Good morning! Today's the day for Dirty Sugar Cookies author Ayun Halliday to visit the Pie Queen, wearing a leopard-print bra and proffering really delicious Spanish fig jam from the just-opened Fairway in Red Hook. A pie-baking session had been planned, but when the day came we were both way too wiped out and overscheduled to do anything but drink cappuccino and talk, talk, talk. We're Brooklyn neighbors, as it turns out, a fact I didn't know til I read the recent Vows "State of the Union" column about Ayun and her Tony-winning playwright hubby, 11+ years after their initial hitch in a Soho loft. Reading about their bohemian Brooklyn home and slapped-together (and very productive) artists' world was a welcome change from plowing through the vapid life histories of the inane 26-year-old lawyers and hedge-funders that typically populate the wedding section. (Are K. and I going to submit an announcement to the Times next year? Oh, you bet. I haven't been reading everyone else's writeups all these years for nothing. After all, she'll be fresh from combat and I wrote a wedding guide.

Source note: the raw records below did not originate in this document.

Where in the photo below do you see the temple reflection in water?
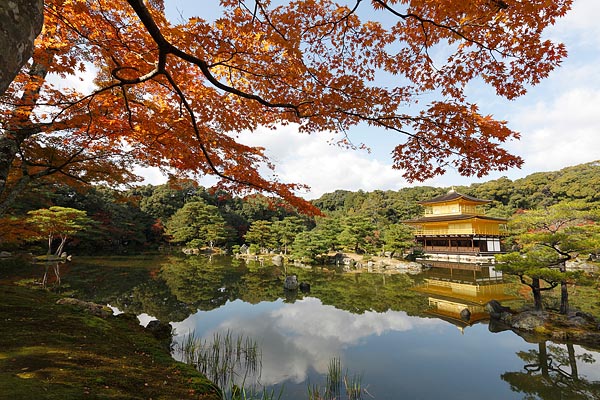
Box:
[414,261,515,331]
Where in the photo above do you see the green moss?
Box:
[0,286,220,399]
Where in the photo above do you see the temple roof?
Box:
[419,189,491,204]
[402,214,508,224]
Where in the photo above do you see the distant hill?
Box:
[313,161,600,223]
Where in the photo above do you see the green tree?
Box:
[339,215,375,254]
[244,220,274,250]
[27,206,92,256]
[383,224,415,257]
[167,200,226,249]
[292,229,330,264]
[500,202,600,314]
[271,216,305,254]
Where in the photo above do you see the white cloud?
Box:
[240,125,406,199]
[549,0,600,49]
[174,298,446,386]
[508,87,600,172]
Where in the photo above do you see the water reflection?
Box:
[174,298,441,386]
[415,262,513,332]
[502,341,600,400]
[5,257,600,400]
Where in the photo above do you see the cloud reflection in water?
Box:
[173,297,444,386]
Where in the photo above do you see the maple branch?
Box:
[125,0,301,117]
[373,0,514,57]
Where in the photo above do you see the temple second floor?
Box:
[404,215,507,237]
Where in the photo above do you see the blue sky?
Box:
[137,0,600,199]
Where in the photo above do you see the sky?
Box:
[139,0,600,199]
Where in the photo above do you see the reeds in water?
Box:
[308,357,368,400]
[175,331,268,400]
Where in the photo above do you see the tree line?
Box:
[0,163,600,263]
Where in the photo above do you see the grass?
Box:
[308,357,372,400]
[0,285,221,400]
[175,331,268,400]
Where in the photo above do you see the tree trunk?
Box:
[0,0,44,95]
[567,343,579,381]
[0,49,54,216]
[55,236,67,257]
[538,342,550,378]
[530,278,544,311]
[560,262,569,315]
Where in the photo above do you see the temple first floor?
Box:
[415,235,502,255]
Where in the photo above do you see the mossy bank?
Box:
[0,285,221,400]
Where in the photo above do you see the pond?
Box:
[4,257,600,400]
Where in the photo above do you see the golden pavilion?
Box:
[404,189,507,258]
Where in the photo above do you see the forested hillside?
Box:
[0,162,600,262]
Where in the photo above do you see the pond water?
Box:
[4,257,600,400]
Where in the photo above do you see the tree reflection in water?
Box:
[501,342,600,400]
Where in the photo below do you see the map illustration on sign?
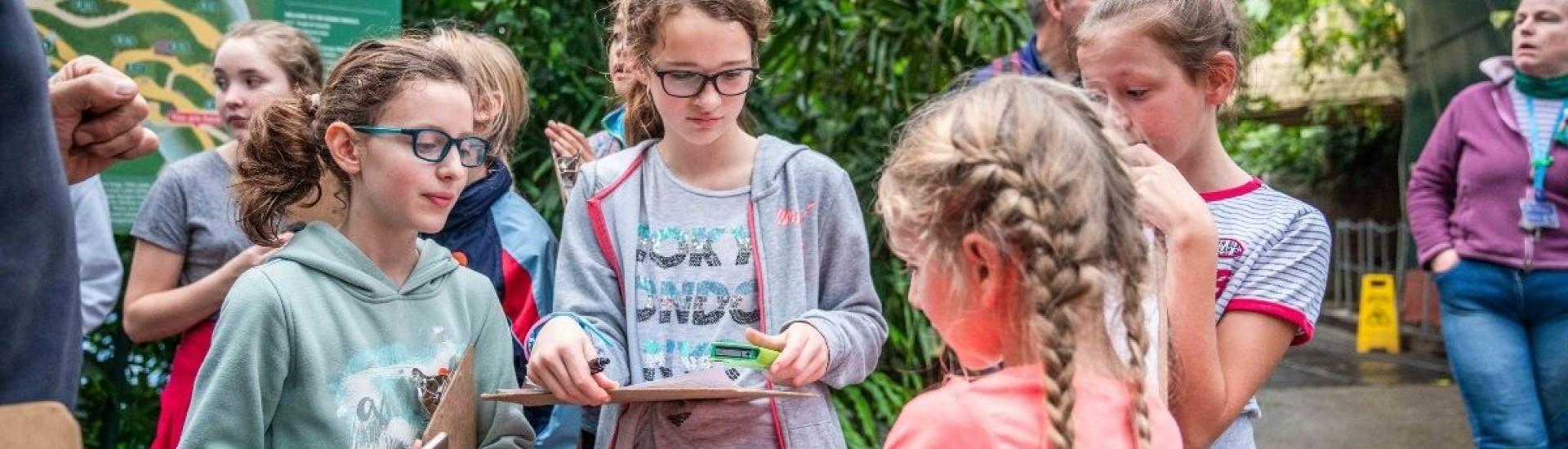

That trumps the typical schoolteacher-investment banker combo, surely.)
Although we live just a few blocks apart, I haven't yet seen the lemonade stand* Ayun and her kids India and Milo have been running out on the stoop, just a few doors down from the jillion-dollar renov supposed occupied by hotshots Heath Ledger and Michelle Williams (no one sees them around much, although my pal Jane swears Mr. Wish I Could Quit Yoo walked right behind me on his way out of Frankie's last Sunday. I was too preoccupied with stealing yet another forkful of Jane's French toast to notice any foxy cowboys in my near vicinity. A girl has her priorities). But if you pick up the latest copy of her excellent, hand-drawn little 'zine, the East Village Inky, you can read all about the history of Heath and Michelle's house, which involves an old Cuban lady, red-bobbed former nightlife queen Nell Campbell, and about 10 dumpsters of junk.
But back to Ayun. I first met Ayun when she came up to the Manic D Press booth at last year's Book Expo America. BEA was great for actually meeting writers in person. I already knew Ayun's extremely funny work, including No Touch Monkey and Job Hopper, and now here she was, with great springy curly hair, nice and chatty and proffering copies of the Inky. There was a long, hysterically illustrated piece in that month's issue, all about the hell of teaching kiddie art classes. I was hooked.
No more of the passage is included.